Rhaenyra’s path to becoming a budding war criminal is a bit more difficult to stomach because we’ve spent the entirety of the series rooting for her against these infuriating forces of misogyny. At the beginning of Season 2, she’s guided by her aunt, Princess Rhaenys—the first woman to almost ascend the throne—to exhaust all options to avert war before making any moves. But after Rhaenys dies on the battlefield for Rhaenyra, there’s a gaping void in female mentorship in her life. In the penultimate episode of the season, we watch her sacrifice the lives of dozens of Targaryen-bastard peasants to find two more dragon riders, and appear almost indifferent as she watches most of them burn alive. Then, of course, she looks Alicent in the eye and refuses to spare the life of her childhood best friend’s son. This, I understand to a degree—Aegon and Team Green inevitably would have killed Rhaenyra; this entire civil war has been something of a kill-or-be-killed situ. But Rhaenyra’s unflinchingness in this demand for Aegon’s head is a pretty pointed shift, nonetheless. 

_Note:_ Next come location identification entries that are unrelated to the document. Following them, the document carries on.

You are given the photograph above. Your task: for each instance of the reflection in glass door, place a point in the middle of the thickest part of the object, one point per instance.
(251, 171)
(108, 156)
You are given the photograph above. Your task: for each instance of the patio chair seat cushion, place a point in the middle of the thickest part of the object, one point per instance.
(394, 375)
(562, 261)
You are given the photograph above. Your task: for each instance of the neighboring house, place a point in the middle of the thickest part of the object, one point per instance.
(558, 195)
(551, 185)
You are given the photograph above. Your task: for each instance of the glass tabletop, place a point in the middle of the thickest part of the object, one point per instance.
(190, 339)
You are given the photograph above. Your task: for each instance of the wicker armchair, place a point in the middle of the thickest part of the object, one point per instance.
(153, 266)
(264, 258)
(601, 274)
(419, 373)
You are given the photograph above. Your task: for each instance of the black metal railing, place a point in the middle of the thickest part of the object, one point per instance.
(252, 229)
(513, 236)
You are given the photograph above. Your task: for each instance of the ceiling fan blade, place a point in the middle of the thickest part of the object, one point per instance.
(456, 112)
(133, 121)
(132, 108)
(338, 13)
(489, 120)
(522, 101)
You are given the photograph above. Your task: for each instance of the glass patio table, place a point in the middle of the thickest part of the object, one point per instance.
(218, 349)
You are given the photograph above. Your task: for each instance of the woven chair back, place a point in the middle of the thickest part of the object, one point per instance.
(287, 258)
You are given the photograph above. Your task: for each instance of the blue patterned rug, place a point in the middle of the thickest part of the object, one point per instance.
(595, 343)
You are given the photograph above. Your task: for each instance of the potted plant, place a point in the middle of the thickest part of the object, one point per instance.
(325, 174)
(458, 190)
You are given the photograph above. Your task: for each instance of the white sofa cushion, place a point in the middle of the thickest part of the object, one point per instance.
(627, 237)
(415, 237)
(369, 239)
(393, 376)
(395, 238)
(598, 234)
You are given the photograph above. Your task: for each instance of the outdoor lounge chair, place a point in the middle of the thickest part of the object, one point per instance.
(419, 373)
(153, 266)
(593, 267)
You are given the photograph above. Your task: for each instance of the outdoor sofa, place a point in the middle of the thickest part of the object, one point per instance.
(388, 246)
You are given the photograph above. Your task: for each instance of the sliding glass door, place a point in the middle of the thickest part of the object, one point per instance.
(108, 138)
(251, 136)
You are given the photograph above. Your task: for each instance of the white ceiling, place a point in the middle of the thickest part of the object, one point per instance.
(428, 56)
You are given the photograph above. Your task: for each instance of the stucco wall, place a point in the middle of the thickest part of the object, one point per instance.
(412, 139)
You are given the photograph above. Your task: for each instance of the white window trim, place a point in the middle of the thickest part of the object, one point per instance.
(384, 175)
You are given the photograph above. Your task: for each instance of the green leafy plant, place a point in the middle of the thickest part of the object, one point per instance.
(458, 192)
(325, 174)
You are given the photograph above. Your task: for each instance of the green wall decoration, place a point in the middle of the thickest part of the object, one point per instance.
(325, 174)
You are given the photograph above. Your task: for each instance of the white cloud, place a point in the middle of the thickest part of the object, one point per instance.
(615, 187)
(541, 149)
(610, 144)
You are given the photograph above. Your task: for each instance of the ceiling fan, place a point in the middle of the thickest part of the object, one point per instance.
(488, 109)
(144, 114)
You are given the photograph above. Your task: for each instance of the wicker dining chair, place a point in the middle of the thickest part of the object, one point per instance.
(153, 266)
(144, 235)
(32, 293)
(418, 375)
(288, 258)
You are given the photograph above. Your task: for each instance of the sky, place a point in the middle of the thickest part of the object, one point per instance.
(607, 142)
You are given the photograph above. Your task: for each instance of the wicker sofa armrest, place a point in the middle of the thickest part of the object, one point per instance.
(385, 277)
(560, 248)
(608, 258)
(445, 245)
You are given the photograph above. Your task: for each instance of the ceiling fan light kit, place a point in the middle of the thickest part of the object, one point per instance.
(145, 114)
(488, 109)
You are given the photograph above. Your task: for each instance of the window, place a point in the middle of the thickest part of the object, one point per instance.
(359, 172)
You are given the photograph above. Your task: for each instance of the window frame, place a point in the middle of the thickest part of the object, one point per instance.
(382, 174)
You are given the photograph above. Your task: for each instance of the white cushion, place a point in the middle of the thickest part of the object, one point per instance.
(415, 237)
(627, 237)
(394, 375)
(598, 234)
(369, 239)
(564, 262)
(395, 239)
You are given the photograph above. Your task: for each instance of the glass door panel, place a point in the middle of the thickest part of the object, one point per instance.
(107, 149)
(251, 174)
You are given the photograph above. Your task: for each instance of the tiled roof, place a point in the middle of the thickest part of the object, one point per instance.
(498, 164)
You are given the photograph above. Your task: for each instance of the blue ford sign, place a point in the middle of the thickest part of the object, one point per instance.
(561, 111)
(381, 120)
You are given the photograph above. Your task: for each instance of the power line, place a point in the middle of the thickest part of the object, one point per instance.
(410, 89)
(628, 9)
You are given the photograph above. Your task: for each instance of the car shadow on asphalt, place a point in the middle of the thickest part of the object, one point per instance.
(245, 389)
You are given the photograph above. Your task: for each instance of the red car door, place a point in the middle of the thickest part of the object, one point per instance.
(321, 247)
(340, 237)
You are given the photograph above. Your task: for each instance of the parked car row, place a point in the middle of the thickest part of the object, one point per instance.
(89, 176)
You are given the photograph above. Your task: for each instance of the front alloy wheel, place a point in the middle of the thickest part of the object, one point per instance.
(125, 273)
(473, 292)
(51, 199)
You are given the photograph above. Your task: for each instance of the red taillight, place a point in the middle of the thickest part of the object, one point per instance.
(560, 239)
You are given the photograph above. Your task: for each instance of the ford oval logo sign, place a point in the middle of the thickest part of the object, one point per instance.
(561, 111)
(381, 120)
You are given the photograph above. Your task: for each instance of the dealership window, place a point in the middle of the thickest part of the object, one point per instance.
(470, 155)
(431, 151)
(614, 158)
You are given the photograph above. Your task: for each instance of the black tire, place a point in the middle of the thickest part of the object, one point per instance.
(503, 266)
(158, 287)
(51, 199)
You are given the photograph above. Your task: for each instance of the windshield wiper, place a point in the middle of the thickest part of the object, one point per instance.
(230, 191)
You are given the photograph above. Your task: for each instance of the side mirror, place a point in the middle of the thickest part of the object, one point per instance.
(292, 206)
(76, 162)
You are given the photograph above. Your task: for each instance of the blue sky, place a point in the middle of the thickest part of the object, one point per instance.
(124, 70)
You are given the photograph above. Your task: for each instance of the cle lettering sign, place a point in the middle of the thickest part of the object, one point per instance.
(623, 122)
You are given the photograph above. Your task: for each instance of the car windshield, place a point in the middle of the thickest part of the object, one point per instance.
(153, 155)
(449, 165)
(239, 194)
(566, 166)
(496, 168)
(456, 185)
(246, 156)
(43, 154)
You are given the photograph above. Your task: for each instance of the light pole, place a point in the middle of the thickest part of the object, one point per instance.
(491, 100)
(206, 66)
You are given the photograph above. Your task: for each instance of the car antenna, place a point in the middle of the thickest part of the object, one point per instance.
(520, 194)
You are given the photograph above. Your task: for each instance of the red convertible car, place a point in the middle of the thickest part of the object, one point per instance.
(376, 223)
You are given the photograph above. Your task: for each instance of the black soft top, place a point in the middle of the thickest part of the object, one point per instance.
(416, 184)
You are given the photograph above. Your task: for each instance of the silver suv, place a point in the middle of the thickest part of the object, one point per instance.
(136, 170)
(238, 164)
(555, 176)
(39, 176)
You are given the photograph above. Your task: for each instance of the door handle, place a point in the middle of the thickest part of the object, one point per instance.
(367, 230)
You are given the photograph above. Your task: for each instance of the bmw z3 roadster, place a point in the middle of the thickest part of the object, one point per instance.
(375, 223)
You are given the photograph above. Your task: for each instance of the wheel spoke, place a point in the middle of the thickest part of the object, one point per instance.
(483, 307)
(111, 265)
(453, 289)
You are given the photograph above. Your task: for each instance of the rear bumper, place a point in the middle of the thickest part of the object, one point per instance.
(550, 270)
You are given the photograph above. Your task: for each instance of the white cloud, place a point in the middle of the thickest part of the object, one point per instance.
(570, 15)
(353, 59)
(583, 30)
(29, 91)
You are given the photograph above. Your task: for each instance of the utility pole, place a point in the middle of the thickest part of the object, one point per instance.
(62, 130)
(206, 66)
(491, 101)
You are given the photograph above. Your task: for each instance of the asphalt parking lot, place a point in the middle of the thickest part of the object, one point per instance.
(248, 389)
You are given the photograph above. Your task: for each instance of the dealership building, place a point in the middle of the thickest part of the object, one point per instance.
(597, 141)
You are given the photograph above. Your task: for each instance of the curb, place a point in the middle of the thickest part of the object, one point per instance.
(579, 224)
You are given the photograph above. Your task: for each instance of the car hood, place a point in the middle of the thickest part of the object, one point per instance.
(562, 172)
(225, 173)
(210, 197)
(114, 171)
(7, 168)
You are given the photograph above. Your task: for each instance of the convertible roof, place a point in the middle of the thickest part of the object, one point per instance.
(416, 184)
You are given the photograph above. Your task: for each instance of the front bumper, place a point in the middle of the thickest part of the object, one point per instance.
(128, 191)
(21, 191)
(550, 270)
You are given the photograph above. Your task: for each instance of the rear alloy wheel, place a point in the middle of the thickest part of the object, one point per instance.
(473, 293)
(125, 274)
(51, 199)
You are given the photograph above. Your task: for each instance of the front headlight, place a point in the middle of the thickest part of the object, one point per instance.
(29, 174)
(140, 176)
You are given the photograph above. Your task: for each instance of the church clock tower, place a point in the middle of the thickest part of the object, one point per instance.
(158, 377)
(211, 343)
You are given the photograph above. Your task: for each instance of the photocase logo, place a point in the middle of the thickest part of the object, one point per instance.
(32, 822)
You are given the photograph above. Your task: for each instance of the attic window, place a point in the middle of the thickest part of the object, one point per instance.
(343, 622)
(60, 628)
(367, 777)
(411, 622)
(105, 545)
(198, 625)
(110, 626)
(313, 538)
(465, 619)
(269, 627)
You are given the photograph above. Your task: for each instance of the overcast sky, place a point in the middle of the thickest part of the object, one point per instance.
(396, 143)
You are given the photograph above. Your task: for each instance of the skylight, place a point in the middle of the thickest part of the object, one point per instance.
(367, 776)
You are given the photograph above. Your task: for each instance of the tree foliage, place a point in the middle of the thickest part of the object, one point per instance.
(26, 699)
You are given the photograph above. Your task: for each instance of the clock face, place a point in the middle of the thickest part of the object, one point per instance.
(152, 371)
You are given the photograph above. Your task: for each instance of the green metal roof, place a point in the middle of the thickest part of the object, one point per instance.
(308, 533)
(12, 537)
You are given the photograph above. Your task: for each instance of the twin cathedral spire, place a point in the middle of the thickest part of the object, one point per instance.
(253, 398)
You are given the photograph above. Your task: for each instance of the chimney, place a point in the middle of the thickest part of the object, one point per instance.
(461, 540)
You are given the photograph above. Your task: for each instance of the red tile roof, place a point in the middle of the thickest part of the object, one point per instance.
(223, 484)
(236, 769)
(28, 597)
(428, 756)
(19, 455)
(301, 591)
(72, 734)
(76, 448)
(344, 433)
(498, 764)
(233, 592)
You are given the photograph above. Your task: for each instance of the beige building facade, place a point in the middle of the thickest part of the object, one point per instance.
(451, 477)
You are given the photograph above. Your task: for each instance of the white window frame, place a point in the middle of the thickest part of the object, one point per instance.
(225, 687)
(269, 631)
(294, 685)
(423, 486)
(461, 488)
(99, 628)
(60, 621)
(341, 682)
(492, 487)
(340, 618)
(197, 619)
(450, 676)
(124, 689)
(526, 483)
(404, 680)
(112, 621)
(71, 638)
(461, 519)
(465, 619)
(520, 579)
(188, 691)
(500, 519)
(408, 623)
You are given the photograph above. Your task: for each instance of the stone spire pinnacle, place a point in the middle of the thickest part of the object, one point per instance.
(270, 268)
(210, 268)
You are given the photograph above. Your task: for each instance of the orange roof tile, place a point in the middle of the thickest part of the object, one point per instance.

The episode ends as we watch both women accept their fates: Alicent, having surrendered the life of her son (or so she thinks—he’s actually fleeing King’s Landing while she’s on Dragonstone!) and given up everything, really, finally appears to be free. Meanwhile, Rhaenyra, once determined to stave off bloodshed, stands among her library of ancient texts and appears to accept her place in history as—for now—the victor of a bloody, brutal civil war for her birthright. 

It’s all pretty bleak, a reminder that often enough, surviving injustice and oppression can make us crueler rather than gentler. And as the final shots of the episode are all in service of setting us up for Season 3—Rhaenyra’s army marching, dragons soaring, sailors sailing, et cetera—surely we’re in store for no shortage of war crimes, with many likely to be committed by noted woman, Rhaenyra Targaryen. But at the end of the day, I still maintain that the ultimate war crime is making us wait two years for the next season.